Football data visualisations

October 2023

Tech/Skills

Summary

I created a simple webapp allowing non-technical users to create their own statistical metrics based on tracking data, using an simple interface.

Part of enabling the user to create these metrics is being able to select an example clip to check that what they've created is what they're envisaging. "Screenshot of video player for tracking data clips in a Streamlit app; above is a dropdown menu titled 'Check a sequence based on your phase of play design from the list below'"

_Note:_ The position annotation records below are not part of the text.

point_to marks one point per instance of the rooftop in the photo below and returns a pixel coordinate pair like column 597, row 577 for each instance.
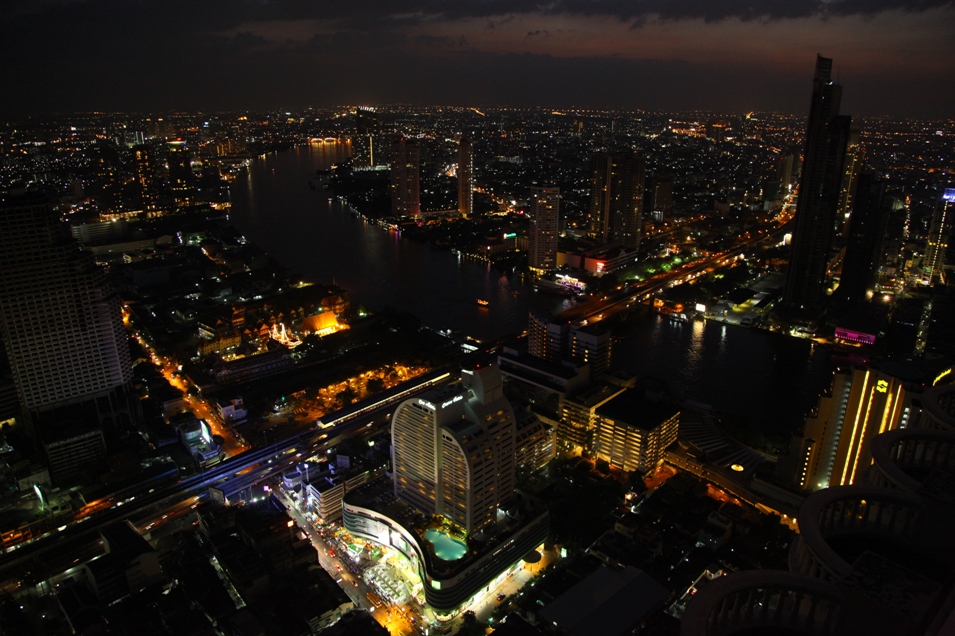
column 632, row 408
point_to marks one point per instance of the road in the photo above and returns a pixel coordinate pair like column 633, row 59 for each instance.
column 604, row 306
column 265, row 462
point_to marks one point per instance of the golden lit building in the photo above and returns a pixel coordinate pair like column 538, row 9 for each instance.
column 633, row 433
column 834, row 450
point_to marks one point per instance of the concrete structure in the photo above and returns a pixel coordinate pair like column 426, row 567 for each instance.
column 834, row 448
column 938, row 258
column 865, row 232
column 616, row 197
column 545, row 222
column 522, row 527
column 453, row 449
column 578, row 417
column 826, row 137
column 558, row 340
column 870, row 559
column 609, row 602
column 69, row 452
column 535, row 441
column 465, row 174
column 405, row 177
column 938, row 403
column 60, row 321
column 633, row 433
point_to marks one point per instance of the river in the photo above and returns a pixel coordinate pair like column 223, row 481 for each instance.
column 768, row 381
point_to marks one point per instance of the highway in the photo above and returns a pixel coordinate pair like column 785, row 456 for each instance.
column 261, row 463
column 604, row 306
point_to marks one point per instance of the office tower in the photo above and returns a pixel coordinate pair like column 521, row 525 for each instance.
column 616, row 197
column 405, row 175
column 940, row 238
column 545, row 219
column 866, row 230
column 180, row 164
column 662, row 197
column 826, row 137
column 465, row 178
column 366, row 127
column 556, row 341
column 633, row 433
column 61, row 323
column 855, row 158
column 454, row 449
column 784, row 172
column 834, row 448
column 145, row 174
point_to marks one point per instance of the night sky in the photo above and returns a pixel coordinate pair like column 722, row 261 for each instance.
column 895, row 57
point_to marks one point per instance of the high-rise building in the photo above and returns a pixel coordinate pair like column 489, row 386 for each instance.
column 658, row 196
column 616, row 197
column 558, row 340
column 545, row 219
column 834, row 448
column 465, row 178
column 454, row 449
column 827, row 134
column 855, row 159
column 866, row 229
column 940, row 238
column 405, row 177
column 633, row 433
column 61, row 322
column 366, row 128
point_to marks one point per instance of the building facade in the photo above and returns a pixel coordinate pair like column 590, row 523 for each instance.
column 865, row 232
column 616, row 197
column 405, row 177
column 545, row 220
column 465, row 178
column 937, row 248
column 453, row 449
column 834, row 449
column 827, row 135
column 633, row 433
column 61, row 322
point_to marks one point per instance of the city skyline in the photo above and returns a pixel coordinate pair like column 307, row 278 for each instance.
column 895, row 58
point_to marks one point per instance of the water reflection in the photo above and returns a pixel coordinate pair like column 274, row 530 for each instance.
column 768, row 379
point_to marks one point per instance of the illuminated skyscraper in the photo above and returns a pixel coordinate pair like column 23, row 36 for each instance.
column 453, row 449
column 405, row 177
column 61, row 323
column 855, row 159
column 940, row 238
column 465, row 178
column 616, row 197
column 545, row 219
column 834, row 449
column 827, row 134
column 865, row 231
column 180, row 171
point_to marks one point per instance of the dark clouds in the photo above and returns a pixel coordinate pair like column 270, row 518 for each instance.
column 209, row 54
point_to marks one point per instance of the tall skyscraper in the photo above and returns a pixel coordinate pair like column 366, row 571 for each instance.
column 453, row 449
column 866, row 230
column 405, row 177
column 61, row 323
column 465, row 177
column 545, row 219
column 940, row 238
column 855, row 159
column 827, row 134
column 366, row 127
column 616, row 197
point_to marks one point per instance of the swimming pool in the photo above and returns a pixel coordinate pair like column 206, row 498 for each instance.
column 446, row 548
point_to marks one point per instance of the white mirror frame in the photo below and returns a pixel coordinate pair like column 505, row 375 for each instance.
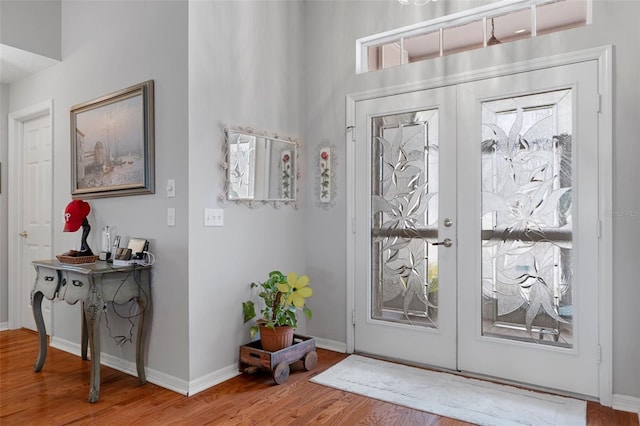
column 224, row 199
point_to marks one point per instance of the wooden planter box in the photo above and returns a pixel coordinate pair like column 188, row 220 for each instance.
column 253, row 357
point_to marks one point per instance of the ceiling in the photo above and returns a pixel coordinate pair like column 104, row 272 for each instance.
column 16, row 64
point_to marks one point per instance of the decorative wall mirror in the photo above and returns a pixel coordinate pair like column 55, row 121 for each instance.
column 260, row 168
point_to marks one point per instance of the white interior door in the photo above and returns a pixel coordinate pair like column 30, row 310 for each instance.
column 35, row 199
column 506, row 169
column 405, row 190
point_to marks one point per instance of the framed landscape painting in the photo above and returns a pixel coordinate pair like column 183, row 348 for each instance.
column 112, row 144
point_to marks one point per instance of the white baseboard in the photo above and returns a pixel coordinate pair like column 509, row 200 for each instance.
column 212, row 379
column 331, row 345
column 626, row 403
column 153, row 376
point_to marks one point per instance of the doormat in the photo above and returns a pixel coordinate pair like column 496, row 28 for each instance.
column 449, row 395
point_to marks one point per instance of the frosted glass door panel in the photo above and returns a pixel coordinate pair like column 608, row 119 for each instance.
column 404, row 217
column 405, row 287
column 527, row 218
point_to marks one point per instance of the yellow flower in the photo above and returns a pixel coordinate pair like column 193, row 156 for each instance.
column 299, row 289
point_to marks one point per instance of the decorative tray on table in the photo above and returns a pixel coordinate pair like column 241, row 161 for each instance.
column 76, row 260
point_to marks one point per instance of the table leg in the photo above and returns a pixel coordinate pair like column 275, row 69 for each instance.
column 36, row 306
column 93, row 314
column 84, row 336
column 142, row 307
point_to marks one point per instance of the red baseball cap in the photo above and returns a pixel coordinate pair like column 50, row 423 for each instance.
column 74, row 215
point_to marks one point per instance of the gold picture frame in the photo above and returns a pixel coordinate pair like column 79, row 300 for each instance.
column 113, row 144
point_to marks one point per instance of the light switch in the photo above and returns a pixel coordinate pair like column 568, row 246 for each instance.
column 171, row 188
column 213, row 217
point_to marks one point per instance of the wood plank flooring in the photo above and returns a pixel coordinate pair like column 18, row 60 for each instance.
column 58, row 396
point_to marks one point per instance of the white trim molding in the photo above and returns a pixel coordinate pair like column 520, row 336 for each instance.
column 626, row 403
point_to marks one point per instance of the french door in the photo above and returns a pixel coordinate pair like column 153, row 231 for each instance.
column 476, row 227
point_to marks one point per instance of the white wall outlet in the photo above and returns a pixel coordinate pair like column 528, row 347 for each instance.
column 213, row 217
column 171, row 188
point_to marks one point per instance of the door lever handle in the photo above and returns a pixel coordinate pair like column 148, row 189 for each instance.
column 447, row 242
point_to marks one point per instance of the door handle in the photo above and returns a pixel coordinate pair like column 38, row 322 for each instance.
column 448, row 242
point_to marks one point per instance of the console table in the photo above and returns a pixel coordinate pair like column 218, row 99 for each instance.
column 94, row 285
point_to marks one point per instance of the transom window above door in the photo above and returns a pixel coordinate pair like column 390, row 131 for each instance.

There was also a basic 'report' concept, running the chosen metrics on the full match and producing a basic table of the statistics for both teams.

Learnings

Processing tracking and event data

Every new dataset has its quirks, and opportunities to use packages that are 60% as helpful as you hoped they'd be.

Feature-creation choices

The concept revolves a meaningful selection of features that a user could choose from, and the interaction that could happen between them. The choice didn't tend to be difficult (pitch location, pressure, end result of the passage of play), but it was important to refine it as much as possible for choices to be intuitive and maximise utility.

Dive deeper

The project sprang from the idea that there's a (often) gap between football experts and not just data technical expertise, but conceptual understanding as well. In many cases, data sources do not directly reflect football concepts that coaches and analysts use day-to-day (and concepts/terminology can differ from coach to coach or club to club too).

A lot of the concept was solid but would require a proper infrastructure to progress. The data was processed into a basic CSV which could live inside the project, but that would obviously need to change to be properly operational. (The more recent 'debug build-up' app involved a slight progression towards a proper end-to-end infrastructure).

Similarly, a proper user system would be necessary for the application to be useful in the real world, for different users to be able to save their own metrics and reports.

The more interesting area for improvement/expansion, though, would be how the application could be used for different areas of play. This project was based around early build-up sequences of play, but it would be ideal to be able to cover full matches. I truly believe that it'd be possible to develop a system that would make that possible, as coaches already have quite specific game models that they base their analysis and training on.